A recently acknowledged security incident at supermarket retailer Hy-Vee Inc. is reportedly tied to the sale of stolen credit and debit cards.

On Aug. 14, Hy-Vee posted a notice on its corporate website that it is investigating a “security incident” which occurred at some of its fuel pumps, drive-thru coffee shops, and restaurants. Based in Iowa, Hy-Vee operates more than 260 supermarket, drugstore, and convenience store locations across eight states in the Midwest.

These locations, which include Market Grilles, Market Grille Expresses and Wahlburgers locations that Hy-Vee owns and operates, have different POS systems than those used at Hy-Vee grocery stores, drugstores and convenience stores.

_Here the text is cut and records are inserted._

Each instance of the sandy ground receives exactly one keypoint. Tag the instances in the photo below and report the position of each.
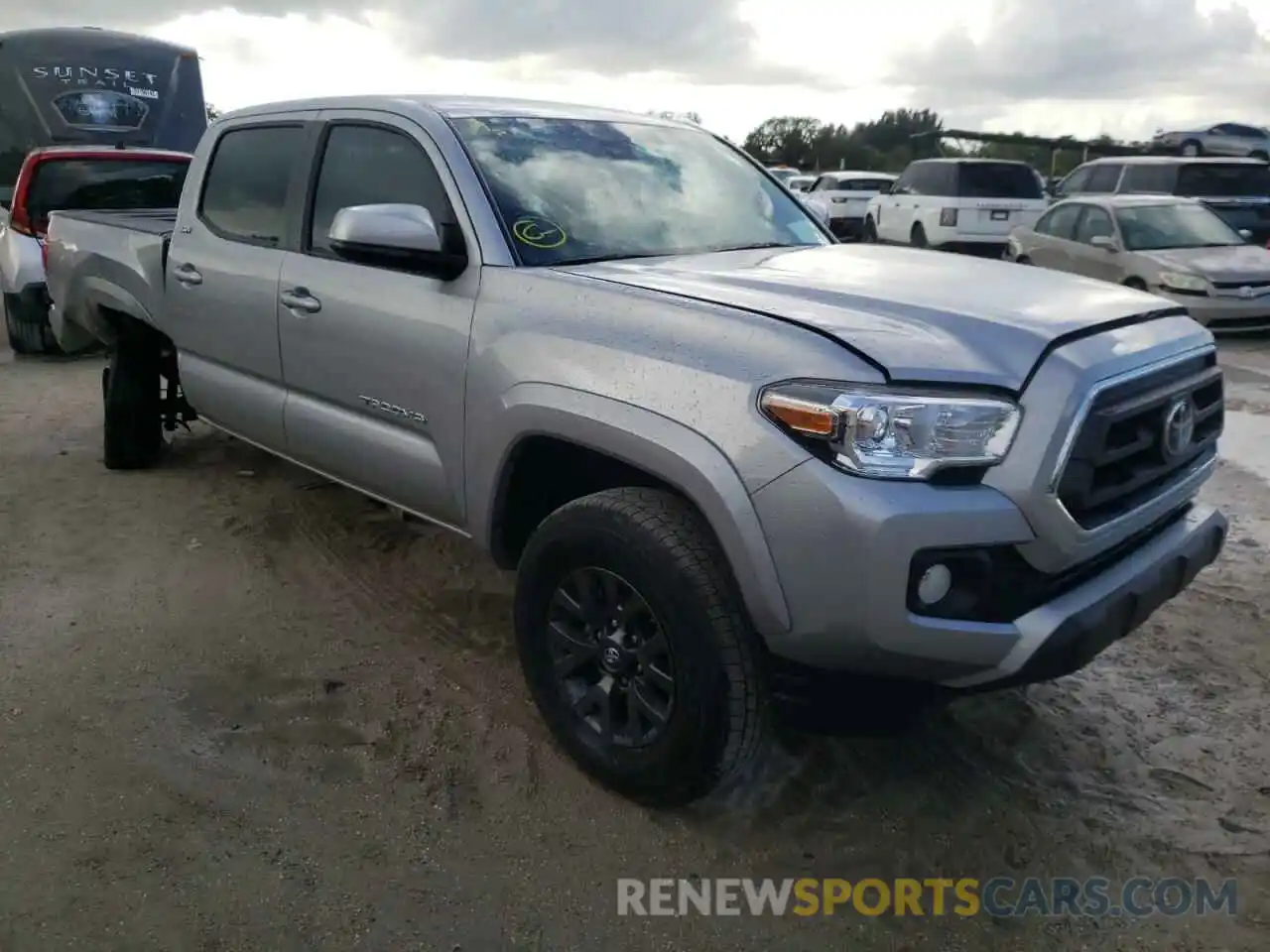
(241, 710)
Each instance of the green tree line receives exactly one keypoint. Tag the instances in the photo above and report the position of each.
(885, 144)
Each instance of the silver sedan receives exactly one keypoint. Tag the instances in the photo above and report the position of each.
(1171, 246)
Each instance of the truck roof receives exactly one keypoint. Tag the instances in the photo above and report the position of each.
(41, 36)
(105, 148)
(456, 107)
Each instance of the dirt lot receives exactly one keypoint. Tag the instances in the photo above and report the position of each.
(243, 710)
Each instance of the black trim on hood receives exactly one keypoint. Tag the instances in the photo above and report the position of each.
(1064, 340)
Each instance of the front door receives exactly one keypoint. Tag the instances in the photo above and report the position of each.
(221, 294)
(376, 358)
(896, 211)
(1088, 259)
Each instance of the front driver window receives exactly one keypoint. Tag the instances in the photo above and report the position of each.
(1095, 223)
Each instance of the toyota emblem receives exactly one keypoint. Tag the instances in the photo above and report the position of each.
(1179, 426)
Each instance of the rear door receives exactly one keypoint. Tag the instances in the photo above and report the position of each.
(1238, 191)
(851, 197)
(221, 294)
(993, 198)
(376, 358)
(1103, 179)
(1088, 261)
(897, 208)
(1224, 140)
(1051, 240)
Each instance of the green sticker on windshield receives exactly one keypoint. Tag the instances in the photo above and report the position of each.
(540, 232)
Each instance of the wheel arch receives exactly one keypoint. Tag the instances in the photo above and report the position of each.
(642, 443)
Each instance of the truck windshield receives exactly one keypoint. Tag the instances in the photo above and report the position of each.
(100, 184)
(574, 190)
(1223, 180)
(1160, 226)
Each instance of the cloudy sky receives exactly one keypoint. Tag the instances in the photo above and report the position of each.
(1080, 66)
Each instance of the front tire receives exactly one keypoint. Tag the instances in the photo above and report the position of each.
(636, 649)
(134, 405)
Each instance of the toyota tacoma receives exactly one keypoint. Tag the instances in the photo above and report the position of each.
(739, 468)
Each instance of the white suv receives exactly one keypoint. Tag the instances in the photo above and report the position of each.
(956, 204)
(839, 198)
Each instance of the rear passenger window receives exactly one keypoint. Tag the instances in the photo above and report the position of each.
(1153, 179)
(997, 180)
(1102, 179)
(245, 186)
(924, 179)
(372, 166)
(1095, 223)
(1075, 182)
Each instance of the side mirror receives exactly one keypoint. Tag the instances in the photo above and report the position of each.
(394, 236)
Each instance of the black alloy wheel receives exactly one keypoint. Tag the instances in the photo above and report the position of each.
(611, 657)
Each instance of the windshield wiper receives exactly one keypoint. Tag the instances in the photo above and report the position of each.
(597, 259)
(756, 246)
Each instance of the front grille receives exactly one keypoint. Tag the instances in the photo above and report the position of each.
(1120, 458)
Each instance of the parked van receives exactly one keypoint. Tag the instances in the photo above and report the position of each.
(956, 204)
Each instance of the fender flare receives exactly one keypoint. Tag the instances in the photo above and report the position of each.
(98, 294)
(670, 451)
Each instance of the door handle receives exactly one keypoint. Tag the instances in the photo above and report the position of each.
(187, 275)
(300, 299)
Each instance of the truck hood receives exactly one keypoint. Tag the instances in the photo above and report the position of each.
(922, 316)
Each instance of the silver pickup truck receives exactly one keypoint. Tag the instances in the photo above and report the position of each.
(739, 468)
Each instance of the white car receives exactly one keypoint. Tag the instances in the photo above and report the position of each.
(841, 198)
(956, 204)
(70, 178)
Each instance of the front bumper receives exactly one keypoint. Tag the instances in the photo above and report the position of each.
(1224, 315)
(844, 547)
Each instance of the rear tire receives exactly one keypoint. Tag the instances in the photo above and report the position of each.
(134, 422)
(657, 546)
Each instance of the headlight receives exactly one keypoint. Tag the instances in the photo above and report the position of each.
(894, 434)
(1187, 284)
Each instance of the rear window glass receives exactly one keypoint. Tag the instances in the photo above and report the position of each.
(1150, 179)
(99, 184)
(861, 184)
(997, 180)
(1223, 180)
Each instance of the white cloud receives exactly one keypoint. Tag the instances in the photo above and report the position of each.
(984, 63)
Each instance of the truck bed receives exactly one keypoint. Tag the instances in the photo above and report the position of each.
(151, 221)
(103, 262)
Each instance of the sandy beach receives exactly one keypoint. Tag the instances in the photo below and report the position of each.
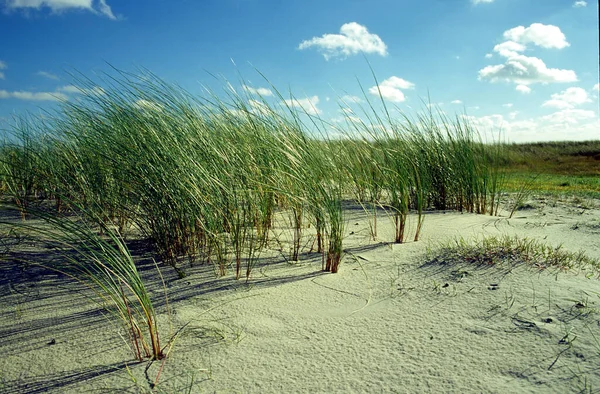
(392, 320)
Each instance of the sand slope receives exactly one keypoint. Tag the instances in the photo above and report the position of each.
(387, 322)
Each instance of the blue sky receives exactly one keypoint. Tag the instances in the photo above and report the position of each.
(527, 67)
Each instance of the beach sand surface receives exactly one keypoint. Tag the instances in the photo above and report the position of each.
(389, 321)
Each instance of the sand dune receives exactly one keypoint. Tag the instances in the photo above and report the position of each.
(388, 322)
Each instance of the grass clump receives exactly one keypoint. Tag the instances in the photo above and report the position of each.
(513, 250)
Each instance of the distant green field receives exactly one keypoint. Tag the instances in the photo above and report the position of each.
(570, 168)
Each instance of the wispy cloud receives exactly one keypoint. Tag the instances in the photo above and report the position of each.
(258, 91)
(351, 99)
(390, 89)
(98, 7)
(569, 98)
(545, 36)
(308, 105)
(72, 89)
(33, 96)
(352, 40)
(47, 75)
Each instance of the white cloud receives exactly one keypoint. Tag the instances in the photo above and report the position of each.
(567, 99)
(58, 6)
(72, 89)
(507, 48)
(146, 105)
(33, 96)
(308, 105)
(353, 39)
(390, 89)
(351, 99)
(525, 70)
(546, 36)
(570, 116)
(259, 91)
(47, 75)
(523, 89)
(570, 124)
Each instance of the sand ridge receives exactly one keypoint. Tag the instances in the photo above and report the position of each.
(387, 322)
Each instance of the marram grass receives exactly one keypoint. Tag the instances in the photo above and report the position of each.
(203, 177)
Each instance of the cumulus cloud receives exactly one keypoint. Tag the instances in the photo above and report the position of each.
(146, 105)
(258, 107)
(47, 75)
(259, 91)
(545, 36)
(72, 89)
(98, 7)
(570, 116)
(33, 96)
(569, 124)
(523, 89)
(308, 105)
(507, 48)
(390, 89)
(353, 39)
(569, 98)
(525, 70)
(351, 99)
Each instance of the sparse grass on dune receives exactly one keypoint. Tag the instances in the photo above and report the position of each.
(500, 251)
(202, 178)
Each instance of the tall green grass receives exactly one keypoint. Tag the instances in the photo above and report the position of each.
(202, 177)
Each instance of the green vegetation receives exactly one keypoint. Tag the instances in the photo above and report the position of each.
(204, 180)
(566, 168)
(491, 251)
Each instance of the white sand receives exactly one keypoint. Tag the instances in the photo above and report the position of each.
(385, 323)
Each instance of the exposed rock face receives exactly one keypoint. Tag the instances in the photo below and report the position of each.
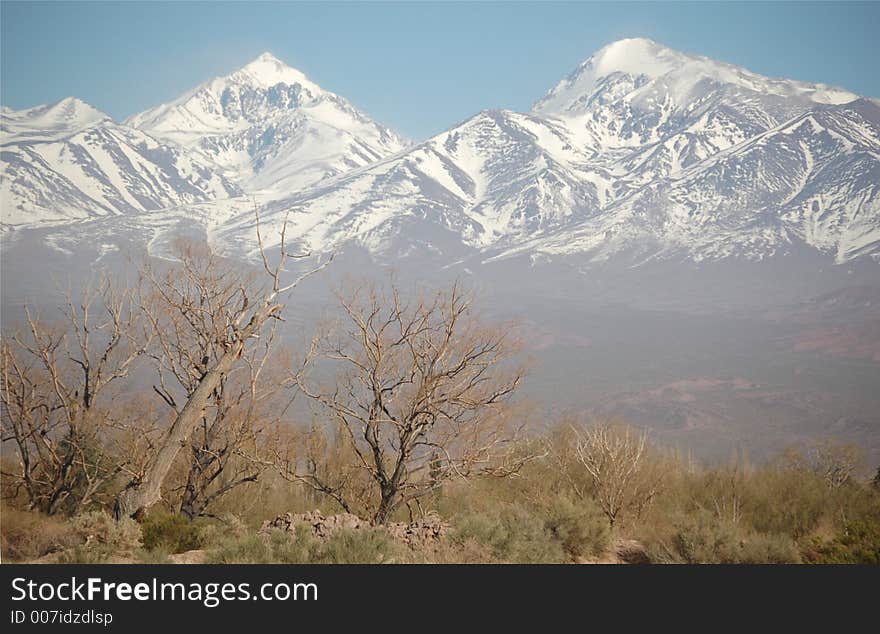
(420, 533)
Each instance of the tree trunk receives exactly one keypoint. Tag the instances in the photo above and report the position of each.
(141, 494)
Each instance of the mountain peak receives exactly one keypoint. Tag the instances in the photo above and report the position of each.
(635, 56)
(267, 71)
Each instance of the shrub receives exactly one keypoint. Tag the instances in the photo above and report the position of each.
(580, 528)
(346, 546)
(172, 533)
(511, 533)
(100, 529)
(373, 546)
(701, 538)
(26, 535)
(858, 543)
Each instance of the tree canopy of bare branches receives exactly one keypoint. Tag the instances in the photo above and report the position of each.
(206, 320)
(56, 402)
(624, 477)
(420, 396)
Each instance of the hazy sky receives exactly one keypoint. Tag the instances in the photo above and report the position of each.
(418, 67)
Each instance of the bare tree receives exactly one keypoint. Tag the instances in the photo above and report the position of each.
(228, 445)
(624, 478)
(835, 463)
(55, 403)
(420, 397)
(212, 312)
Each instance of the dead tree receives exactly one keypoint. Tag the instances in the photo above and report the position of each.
(616, 459)
(227, 446)
(213, 313)
(55, 401)
(420, 396)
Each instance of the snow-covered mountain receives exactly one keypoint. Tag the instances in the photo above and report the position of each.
(642, 149)
(69, 161)
(268, 126)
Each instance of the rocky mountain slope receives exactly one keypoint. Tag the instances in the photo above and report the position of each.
(69, 161)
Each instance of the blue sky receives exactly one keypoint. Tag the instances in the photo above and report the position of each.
(419, 67)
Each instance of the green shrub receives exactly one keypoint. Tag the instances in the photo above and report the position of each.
(762, 548)
(579, 527)
(172, 533)
(858, 543)
(26, 535)
(99, 529)
(373, 546)
(512, 534)
(701, 538)
(343, 547)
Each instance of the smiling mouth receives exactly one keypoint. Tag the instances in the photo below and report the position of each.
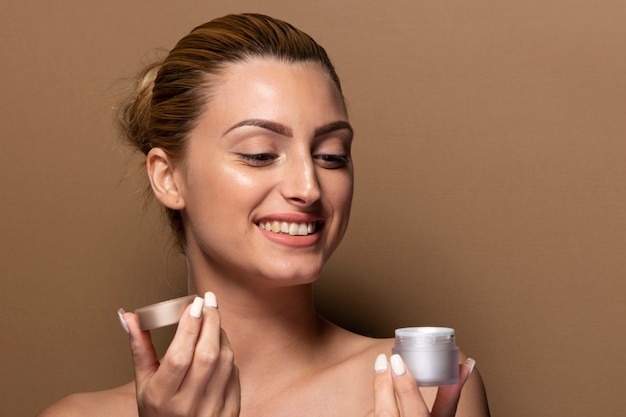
(290, 228)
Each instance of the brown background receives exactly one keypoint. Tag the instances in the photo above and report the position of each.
(490, 189)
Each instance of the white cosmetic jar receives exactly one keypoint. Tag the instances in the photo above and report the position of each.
(430, 353)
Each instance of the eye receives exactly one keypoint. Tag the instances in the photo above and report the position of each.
(257, 159)
(333, 161)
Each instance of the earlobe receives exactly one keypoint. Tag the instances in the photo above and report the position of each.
(161, 172)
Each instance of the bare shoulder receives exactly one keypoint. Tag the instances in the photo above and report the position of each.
(118, 402)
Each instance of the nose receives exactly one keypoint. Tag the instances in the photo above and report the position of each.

According to Hy-Vee, the encryption technology used inside its stores protects customer payment card data by making it unreadable.

“Because the investigation is in its earliest stages, we do not have any additional details to provide at this time,” Hy-Vee said in the online statement. “We will provide notification to our customers as we get further clarity about the specific timeframes and locations that may have been involved.”

However, the security blog KrebsonSecurity is reporting that as of Tuesday, Aug. 20, a popular underground site that sells stolen credit and debit card data placed more than 5.3 million new accounts belonging to cardholders from 35 U.S. states up for sale. Anonymous sources told KrebsonSecurity that the card data is being illegally sold under the code name “Solar Energy” on a stolen card site known as “Joker’s Stash.”

Aaron Branson, VP at managed network connectivity, security and compliance solutions provider Netsurion, said this incident reveals new methods hackers are using to gain access to consumer payment card data.

“The Hy-Vee data breach is further evidence that hackers targeting credit card data are shifting tactics,” said Branson. “As others have noted, they are moving downstream from big box retailers to smaller, more plentiful, and probably less secure merchants. And with that, they are also changing tactics to be more lucrative and efficient by attacking POS system vendors who serve many such retailers. In the case of Hy-Vee, locations of various types and brands were breached, but they all may have used a specific POS system. To protect against this new approach, POS system vendors and integrators would be wise to embed greater security like endpoint threat detection and response to monitor anomalous activity on these critical systems.”